Obituary Note: Harry Mathews

American writer Harry Mathews, "a longtime editor of the Paris Review who was best known for his novels My Life in CIA and The Conversions," and "who helped bring French novelist Georges Perec to worldwide notice," died January 25, the Nation reported. He was 86. Mathews "was also the only American to have been admitted to Oulipo, a celebrated experimental group of French writers and mathematicians who believe constrained writing techniques are the key to invention," the Nation wrote. His many books include Cigarettes; Tlooth; The New Tourism; Journalist; and The Case of the Persevering Maltese: Collected Essays.
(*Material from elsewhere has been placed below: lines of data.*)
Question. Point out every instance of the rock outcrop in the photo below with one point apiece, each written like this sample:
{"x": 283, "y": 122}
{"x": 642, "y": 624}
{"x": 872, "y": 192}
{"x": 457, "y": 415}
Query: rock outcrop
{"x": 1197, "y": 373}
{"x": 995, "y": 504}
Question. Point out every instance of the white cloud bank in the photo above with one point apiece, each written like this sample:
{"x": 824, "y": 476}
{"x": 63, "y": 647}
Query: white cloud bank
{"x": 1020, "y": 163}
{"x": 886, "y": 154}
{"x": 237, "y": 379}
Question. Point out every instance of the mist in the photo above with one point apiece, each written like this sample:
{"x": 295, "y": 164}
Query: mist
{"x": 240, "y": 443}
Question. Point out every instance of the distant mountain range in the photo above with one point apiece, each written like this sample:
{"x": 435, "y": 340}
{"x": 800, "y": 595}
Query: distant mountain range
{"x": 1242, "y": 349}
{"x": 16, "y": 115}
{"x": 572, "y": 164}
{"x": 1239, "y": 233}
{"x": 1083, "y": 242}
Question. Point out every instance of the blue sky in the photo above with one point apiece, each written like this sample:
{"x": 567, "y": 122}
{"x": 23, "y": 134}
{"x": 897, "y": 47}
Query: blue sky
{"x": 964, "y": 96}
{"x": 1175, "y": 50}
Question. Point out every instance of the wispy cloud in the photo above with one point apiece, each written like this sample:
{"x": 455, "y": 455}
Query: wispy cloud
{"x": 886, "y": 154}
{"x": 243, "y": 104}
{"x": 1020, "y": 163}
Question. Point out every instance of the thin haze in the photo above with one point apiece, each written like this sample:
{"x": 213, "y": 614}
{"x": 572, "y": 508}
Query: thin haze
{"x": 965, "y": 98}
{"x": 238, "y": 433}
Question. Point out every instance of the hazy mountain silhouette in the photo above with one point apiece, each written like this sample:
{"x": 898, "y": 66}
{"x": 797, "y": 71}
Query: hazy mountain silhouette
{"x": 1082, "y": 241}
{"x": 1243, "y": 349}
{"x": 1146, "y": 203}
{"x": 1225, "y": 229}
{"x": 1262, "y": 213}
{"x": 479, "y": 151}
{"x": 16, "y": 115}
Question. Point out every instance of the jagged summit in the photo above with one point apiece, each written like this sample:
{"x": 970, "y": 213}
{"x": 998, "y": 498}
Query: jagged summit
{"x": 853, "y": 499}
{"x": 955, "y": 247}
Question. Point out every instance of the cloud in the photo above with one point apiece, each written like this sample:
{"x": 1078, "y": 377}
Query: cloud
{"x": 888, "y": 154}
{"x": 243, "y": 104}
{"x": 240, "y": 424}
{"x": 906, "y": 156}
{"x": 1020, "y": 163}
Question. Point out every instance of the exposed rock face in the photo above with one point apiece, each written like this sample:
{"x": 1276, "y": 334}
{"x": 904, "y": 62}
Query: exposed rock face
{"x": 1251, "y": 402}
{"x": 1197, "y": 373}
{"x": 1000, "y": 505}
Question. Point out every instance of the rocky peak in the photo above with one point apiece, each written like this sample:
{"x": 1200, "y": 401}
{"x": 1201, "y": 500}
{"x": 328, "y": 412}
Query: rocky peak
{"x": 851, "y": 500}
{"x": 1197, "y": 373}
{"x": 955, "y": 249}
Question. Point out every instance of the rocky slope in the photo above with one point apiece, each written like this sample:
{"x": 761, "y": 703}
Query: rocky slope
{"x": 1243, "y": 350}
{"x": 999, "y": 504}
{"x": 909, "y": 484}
The Paris Review noted that, in Mathews, it "has lost one of its most faithful and best-loved contributors, a writer we've worked with for more than 50 years--beginning in 1962, when we ran an excerpt from his first novel, The Conversions. Now, in our new Spring issue, we'll publish an excerpt from the novel he just finished, The Solitary Twin."

In a 2007 interview for the Paris Review's Art of Fiction series, Mathews told publisher Susannah Hunnewell: "I've always said that my ideal reader would be someone who after finishing one of my novels would throw it out the window, presumably from an upper floor of an apartment building in New York, and by the time it had landed would be taking the elevator down to retrieve it.

"I suppose I must have had dreams of greater recognition, but I've always had the audience I wanted, and that was the audience that reads poetry. What I want is enthusiasm among friends and their friends, people who I know are serious readers."